Tralasciamo il fatto che non a tutti gli ex (ammesso che ex lo sia poi sul serio, visto che per diventarlo occorrono tempistiche ben più lunghe di un piano americano durante un talk-show) tossicodipendenti è concesso dal fato di risciacquarsi le pudenda nientepopodimeno che alla taumaturgica e inesauribile polla della Fonte di Stato. Concentriamoci invece sul fatto che, qui, sul pianeta terra, chi sbaglia paga. E paga caro. Nella vita reale non accade che una colpa sia meno grave solo perché comune a tanti. E non si ha nemmeno la fortuna di essere difeso a spada tratta da reggimenti corazzati di sedicenti intellettuali e/o opinion maker dispostissimi a perdonare qualunque errore, ma proprio qualunque, non investa direttamente il proprio orticello dietro casa. Per la cronaca, si badi bene, il fatto che l'errore è in questione non sfiori nemmeno per scherzo le natiche del generoso sepolcro imbiancato di turno è un requisito fondamentale, giacché questa tipologia di filantropo pronto ad emendare a destra e a manca con sorriso serafico e buddhesco è la stessa che pretenderebbe di veder immantinente dondolare appeso ad un nodo scorsoio il responsabile della riga trovata sulla scocca del motorino.
Insomma: se sei qualcuno, just do it. Altrimenti, caro Signor Nessuno, non ti resta che ingoiare il rospo e consolarti borbottando come una vecchia zitella sulla malasorte di non essere nell'Olimpo degli Eterni Intoccabili.
2 commenti:
"se sei qualcuno, just do it. Altrimenti, caro Signor Nessuno, non ti resta che ingoiare il rospo e consolarti borbottando come una vecchia zitella sulla malasorte di non essere nell'Olimpo degli Eterni Intoccabili".
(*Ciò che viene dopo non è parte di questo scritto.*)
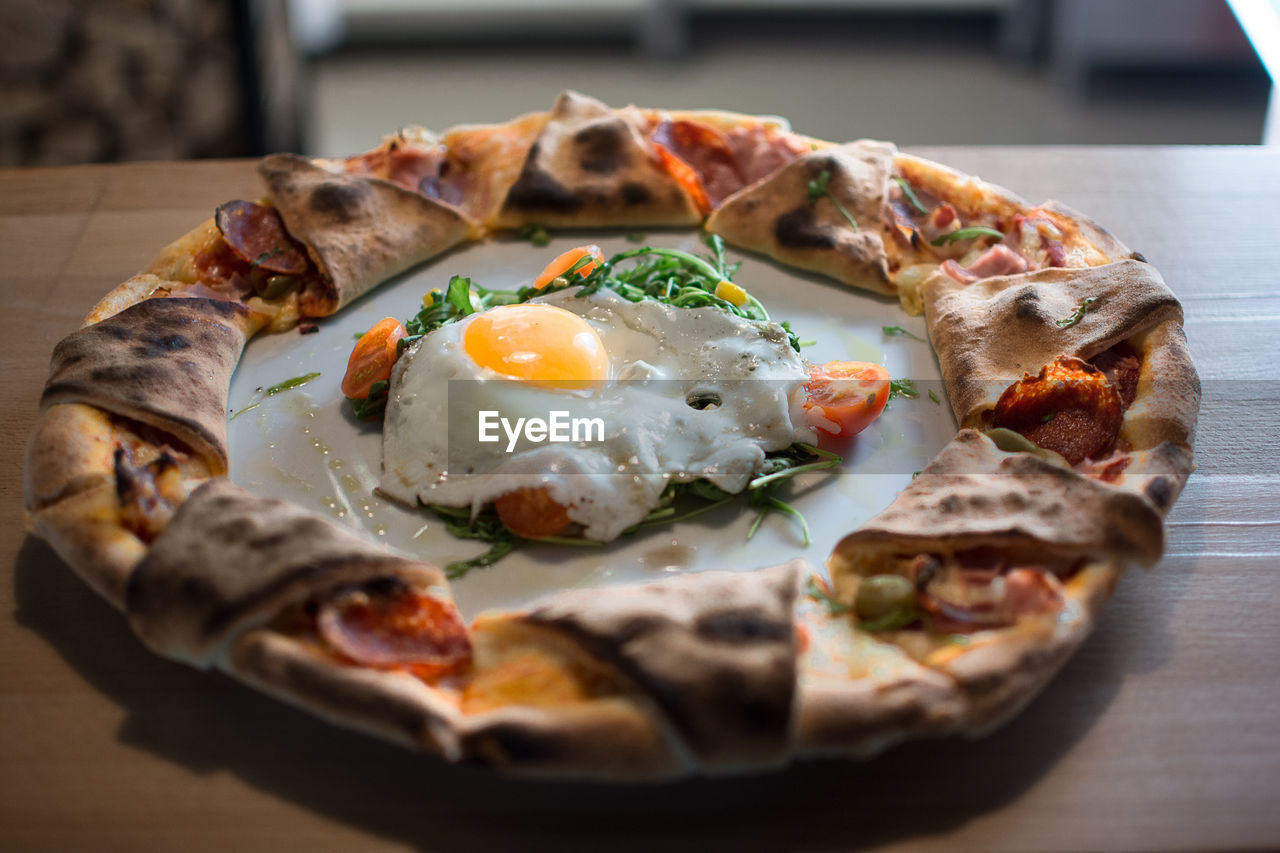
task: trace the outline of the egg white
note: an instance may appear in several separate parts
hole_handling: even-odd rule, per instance
[[[381,491],[406,503],[470,506],[541,485],[590,539],[608,542],[641,521],[669,482],[704,478],[742,491],[765,453],[813,442],[805,424],[808,368],[773,323],[712,307],[630,302],[568,288],[534,302],[584,318],[611,359],[585,391],[541,388],[480,368],[463,346],[479,314],[417,341],[392,374],[383,428]],[[694,409],[691,398],[719,405]],[[477,441],[477,412],[600,418],[603,441],[535,444]],[[500,434],[500,430],[499,430]]]

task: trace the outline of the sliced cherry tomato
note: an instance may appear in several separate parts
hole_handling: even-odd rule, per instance
[[[541,275],[539,275],[534,280],[534,287],[538,289],[543,289],[544,287],[554,282],[557,278],[571,270],[573,268],[573,264],[579,263],[588,255],[590,255],[595,260],[589,260],[588,263],[579,266],[576,270],[579,275],[586,278],[588,275],[591,274],[593,269],[595,269],[604,261],[604,252],[600,251],[599,246],[594,245],[579,246],[577,248],[568,250],[567,252],[564,252],[563,255],[561,255],[559,257],[557,257],[556,260],[553,260],[550,264],[547,265],[547,269],[543,270]]]
[[[568,511],[543,488],[516,489],[494,501],[507,529],[526,539],[545,539],[568,526]]]
[[[746,178],[728,137],[710,124],[687,120],[659,122],[653,128],[650,138],[654,145],[666,149],[692,168],[699,184],[707,191],[707,201],[713,207],[746,186]],[[678,174],[675,177],[680,178]],[[694,197],[698,200],[696,193]],[[701,200],[698,201],[701,204]],[[709,207],[703,207],[704,213],[708,210]]]
[[[712,201],[707,197],[707,188],[703,186],[703,179],[698,177],[694,167],[689,165],[689,163],[660,142],[654,142],[653,150],[658,152],[658,161],[662,164],[662,168],[685,188],[685,192],[690,195],[698,209],[704,214],[710,213]]]
[[[888,370],[870,361],[828,361],[809,370],[805,414],[819,437],[847,439],[867,429],[888,402]]]
[[[407,334],[396,318],[383,318],[365,332],[347,361],[347,375],[342,379],[342,393],[364,400],[375,382],[392,378],[392,366],[398,355],[396,342]]]
[[[471,640],[452,602],[394,580],[347,587],[321,602],[320,637],[343,657],[420,678],[470,660]]]

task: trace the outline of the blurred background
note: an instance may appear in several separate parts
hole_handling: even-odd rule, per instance
[[[1277,49],[1280,0],[0,0],[0,165],[346,155],[566,87],[836,141],[1254,145]]]

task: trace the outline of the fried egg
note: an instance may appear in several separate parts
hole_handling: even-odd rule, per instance
[[[742,491],[765,453],[812,442],[808,368],[774,323],[568,288],[419,339],[392,374],[381,491],[471,507],[544,487],[582,535],[614,539],[668,483]],[[479,441],[480,412],[600,419],[571,442]]]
Ben venuto nella civiltà delle "Celebrità".
Quella che se hai fatto 2 mesi in un GF guadagni 5-6 volte tanto di un tuo coetaneo che si è fatto 10 anni in un università a fare ricerca contro il cancro.
Quella civiltà che mette sestessa su you tube per apparire e non per descriversi.
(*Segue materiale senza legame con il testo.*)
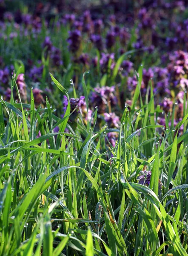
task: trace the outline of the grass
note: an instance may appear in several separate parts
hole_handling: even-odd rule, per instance
[[[0,255],[188,255],[187,109],[175,130],[165,129],[155,118],[162,111],[152,86],[148,104],[135,109],[139,83],[119,129],[94,129],[96,109],[93,124],[81,119],[74,131],[70,103],[61,119],[47,98],[36,109],[32,90],[26,105],[13,79],[14,87],[20,103],[13,93],[10,103],[0,102]],[[112,131],[114,148],[105,141]],[[148,186],[137,180],[145,166]]]

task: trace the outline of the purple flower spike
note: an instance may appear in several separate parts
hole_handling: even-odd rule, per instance
[[[140,172],[140,176],[137,177],[138,183],[142,185],[149,185],[151,177],[151,171],[145,170]]]
[[[140,172],[140,174],[141,174],[141,175],[138,176],[137,178],[137,179],[138,180],[139,184],[141,184],[142,185],[144,185],[146,186],[149,186],[149,183],[150,183],[151,172],[151,171],[147,171],[146,170],[144,170],[144,171]],[[155,182],[156,181],[157,181],[156,180],[155,181]],[[162,183],[161,183],[161,181],[159,179],[158,183],[158,194],[159,195],[160,195],[161,193]]]
[[[78,51],[81,45],[82,40],[81,32],[77,29],[69,31],[69,37],[67,39],[70,51],[75,52]]]
[[[110,128],[118,128],[120,126],[120,118],[115,113],[104,113],[105,121]]]

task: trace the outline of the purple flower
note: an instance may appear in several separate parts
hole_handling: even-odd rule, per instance
[[[111,65],[109,67],[109,70],[111,71],[113,70],[115,65],[115,62],[114,61],[114,54],[111,53],[110,54],[105,54],[103,52],[102,53],[102,57],[99,61],[99,63],[102,73],[107,73],[108,71],[108,62],[110,59],[111,59]]]
[[[69,31],[69,37],[67,39],[67,41],[69,44],[70,50],[75,52],[80,47],[82,40],[81,32],[80,30],[76,29],[74,31]]]
[[[11,12],[6,12],[4,14],[4,19],[11,22],[14,20],[14,16]]]
[[[137,177],[137,180],[138,180],[139,184],[142,185],[144,185],[146,186],[149,186],[150,183],[151,177],[151,171],[147,171],[147,170],[144,170],[140,172],[140,175]],[[156,180],[155,182],[157,182]],[[159,188],[158,188],[158,194],[159,195],[161,193],[162,190],[162,183],[161,181],[159,179]]]
[[[128,76],[131,71],[133,71],[134,64],[129,61],[123,61],[121,65],[123,69],[122,73],[125,76]],[[121,70],[120,69],[120,70]]]
[[[165,98],[163,99],[162,102],[160,102],[160,105],[165,112],[168,113],[171,112],[173,105],[173,102],[170,99]]]
[[[138,13],[138,18],[140,20],[139,27],[144,29],[154,28],[154,21],[151,18],[151,14],[147,12],[146,8],[140,9]]]
[[[170,51],[171,51],[174,49],[177,41],[178,39],[177,38],[170,38],[168,37],[166,38],[166,44]]]
[[[65,19],[67,22],[71,25],[75,21],[75,15],[74,14],[66,14],[65,15]]]
[[[145,68],[143,69],[142,79],[146,87],[148,86],[151,79],[154,77],[154,72],[151,67],[148,70]]]
[[[16,79],[16,83],[18,87],[21,97],[24,101],[27,99],[26,86],[25,82],[24,74],[19,74]]]
[[[7,67],[3,70],[0,70],[0,82],[4,85],[7,85],[10,79],[9,72]]]
[[[120,126],[120,118],[115,113],[104,113],[104,119],[110,128],[118,128]]]
[[[34,66],[30,70],[29,76],[34,82],[38,81],[41,79],[43,68],[43,66],[39,67]]]
[[[87,53],[82,53],[79,57],[79,61],[82,63],[84,66],[89,64],[89,55]]]
[[[50,52],[52,47],[52,43],[50,40],[49,36],[46,36],[45,38],[44,42],[42,44],[43,48],[46,48],[47,52]]]
[[[103,28],[103,22],[102,20],[97,20],[94,22],[94,27],[95,33],[97,34],[101,33]]]
[[[142,185],[147,185],[148,186],[150,183],[150,179],[151,175],[151,171],[146,171],[140,172],[140,175],[137,178],[138,180],[138,183]]]
[[[7,88],[6,90],[4,92],[4,94],[5,96],[5,100],[6,101],[9,101],[11,96],[11,89],[9,87]]]
[[[9,38],[10,39],[13,39],[17,37],[17,33],[16,32],[11,32],[9,35]]]
[[[94,90],[91,93],[91,102],[93,107],[98,108],[99,113],[104,113],[108,103],[111,106],[114,106],[117,104],[115,86],[96,87]]]
[[[44,99],[41,94],[43,91],[38,88],[34,88],[33,89],[33,96],[35,104],[37,106],[44,103]]]
[[[134,75],[133,77],[129,76],[128,78],[127,81],[127,89],[130,93],[133,93],[134,92],[134,90],[137,87],[138,84],[137,77]],[[142,95],[145,95],[146,93],[147,88],[144,84],[143,80],[142,81],[141,86],[140,88],[140,91]]]
[[[109,31],[106,37],[106,45],[107,48],[111,48],[115,44],[115,34],[113,31]]]
[[[84,96],[80,96],[80,98],[74,99],[74,98],[70,98],[69,99],[71,105],[71,113],[72,112],[75,108],[77,109],[74,111],[74,113],[71,115],[71,116],[74,116],[74,119],[75,119],[79,113],[82,113],[82,107],[85,104],[85,97]],[[64,107],[63,109],[64,113],[62,115],[62,117],[64,116],[67,108],[67,106],[68,105],[68,99],[67,97],[65,95],[63,96],[63,105]]]
[[[127,29],[123,28],[120,30],[120,42],[123,47],[124,47],[130,38],[130,35]]]
[[[22,15],[22,20],[26,26],[31,25],[32,23],[31,15],[28,13]]]
[[[54,66],[59,67],[63,64],[63,61],[61,58],[61,53],[60,50],[54,47],[51,48],[51,53],[50,58],[53,60]]]
[[[106,143],[110,143],[111,145],[114,148],[116,145],[116,142],[118,138],[118,133],[116,132],[108,132],[107,137],[105,137],[105,141]]]
[[[91,35],[90,40],[100,52],[103,50],[103,44],[102,37],[99,35]]]

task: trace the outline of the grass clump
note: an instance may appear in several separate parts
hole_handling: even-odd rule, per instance
[[[98,127],[98,110],[83,121],[51,76],[67,97],[62,118],[47,98],[35,107],[32,89],[22,103],[14,78],[19,103],[0,102],[0,254],[188,255],[188,114],[159,125],[152,86],[135,108],[139,80],[120,126]]]

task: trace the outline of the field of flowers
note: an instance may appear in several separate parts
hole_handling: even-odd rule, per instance
[[[187,0],[0,0],[0,256],[188,256]]]

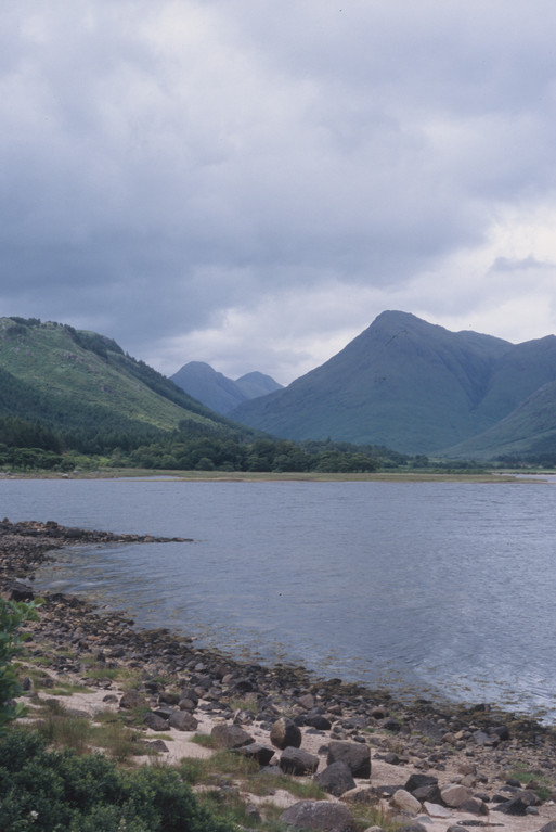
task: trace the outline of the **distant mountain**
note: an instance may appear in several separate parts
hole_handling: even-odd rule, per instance
[[[538,457],[556,462],[556,382],[544,384],[484,433],[449,448],[454,459]]]
[[[34,318],[0,318],[0,415],[87,434],[234,430],[115,341]]]
[[[190,396],[222,414],[229,413],[248,399],[282,389],[270,375],[253,372],[233,381],[203,361],[183,364],[170,379]]]
[[[290,439],[329,436],[434,455],[470,448],[458,444],[552,382],[554,335],[514,345],[386,311],[326,363],[230,417]]]

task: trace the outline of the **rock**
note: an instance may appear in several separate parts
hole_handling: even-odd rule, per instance
[[[280,820],[297,829],[318,832],[352,832],[353,818],[340,803],[300,801],[282,812]]]
[[[421,803],[440,803],[440,789],[438,788],[438,778],[431,775],[411,775],[404,789],[410,792]]]
[[[319,768],[319,757],[301,748],[288,747],[282,752],[279,765],[286,775],[314,775]]]
[[[169,754],[170,751],[164,740],[152,740],[151,742],[145,742],[145,746],[156,752],[157,754]]]
[[[127,711],[133,711],[135,707],[146,707],[146,699],[138,690],[127,691],[119,701],[119,706]]]
[[[305,711],[311,711],[314,707],[314,696],[312,693],[306,693],[303,696],[299,696],[297,704],[301,705]]]
[[[467,801],[471,796],[471,793],[468,789],[465,788],[465,785],[449,783],[440,790],[440,796],[442,797],[442,803],[445,803],[447,806],[452,806],[452,808],[456,809],[460,804],[462,804],[464,801]]]
[[[451,818],[452,812],[450,809],[447,809],[445,806],[439,806],[438,803],[429,803],[428,801],[425,801],[423,804],[423,808],[429,815],[431,818]]]
[[[198,727],[198,719],[195,719],[188,711],[172,711],[168,721],[178,731],[196,731]]]
[[[509,729],[505,725],[496,726],[490,729],[490,733],[497,737],[499,740],[509,740]]]
[[[185,713],[185,712],[182,712]],[[237,725],[216,725],[210,731],[220,748],[240,748],[255,742],[253,737]]]
[[[35,592],[26,584],[22,584],[21,580],[14,580],[4,587],[8,590],[8,598],[10,601],[33,601]]]
[[[484,801],[481,801],[480,797],[476,797],[473,795],[471,797],[468,797],[466,801],[460,804],[457,807],[460,811],[467,811],[469,815],[488,815],[489,814],[489,807],[484,803]]]
[[[327,766],[320,775],[315,775],[313,780],[319,783],[321,789],[335,797],[340,797],[345,792],[355,788],[351,769],[342,760]]]
[[[268,766],[274,756],[274,748],[269,748],[258,742],[251,742],[249,745],[241,745],[238,748],[235,748],[235,751],[244,757],[257,760],[261,768]]]
[[[198,704],[198,700],[194,702],[193,700],[185,697],[185,699],[181,699],[178,702],[178,707],[180,708],[180,711],[195,711],[195,708],[197,707],[197,704]]]
[[[322,714],[309,714],[305,717],[305,724],[310,728],[316,728],[319,731],[329,731],[332,722]]]
[[[150,711],[148,714],[145,715],[143,722],[146,725],[147,728],[151,728],[151,730],[153,731],[169,730],[168,720],[163,719],[163,717],[158,716],[158,714],[153,714],[152,711]]]
[[[161,691],[158,701],[165,705],[178,705],[180,702],[180,694],[174,693],[173,691]]]
[[[371,777],[371,750],[368,745],[333,740],[328,745],[326,763],[346,763],[353,777]]]
[[[270,741],[276,748],[299,748],[301,731],[296,724],[285,716],[280,717],[270,729]]]
[[[398,789],[393,793],[391,803],[402,811],[409,811],[411,815],[416,815],[421,811],[421,803],[405,789]]]
[[[527,809],[530,806],[536,806],[540,803],[539,797],[534,792],[523,790],[516,794],[510,801],[499,803],[493,807],[494,811],[502,811],[504,815],[514,815],[516,817],[525,817]]]
[[[374,806],[380,799],[380,792],[372,785],[358,785],[344,792],[341,799],[345,803],[355,803],[362,806]]]
[[[397,827],[396,832],[428,832],[424,823],[406,823]]]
Chi soddisfa la nostra necessità di voyeurismo è perdonato sempre!
Non c'è niente di più ipocrita del buonismo, disciplina olimpica molto diffusa in Italia che teorizza che tutti in fondo siano buoni e non vuole ammettere l'esistenza delle teste di cazzo quando invece ce ne sarebbe un sano bisogno. Penso che tutto ciò in realtà sia un po' (tanto) colpa "nostra", che siamo sempre pronti ad assolvere il personaggio mediatico di turno nella speranza che anche altri si ricordino di assolverci bonariamente dopo una vaccata paurosa, cosa che, come hai giustamente espresso tu, nel mondo reale solitamente non accade.
Complimenti ancora al personaggio della foto del post che è riuscito abilmente a passare da esempio da condannare a eroe della lotta alla droga, senza in realtà fare niente e, molto probabilmente, continuando a pippare di coca come prima, riuscendo a salvarsi dallo sputtanamento musicale di Sanremo. Coglioni "noi" che gli diamo seguito e riusciamo a santificarlo così in fretta.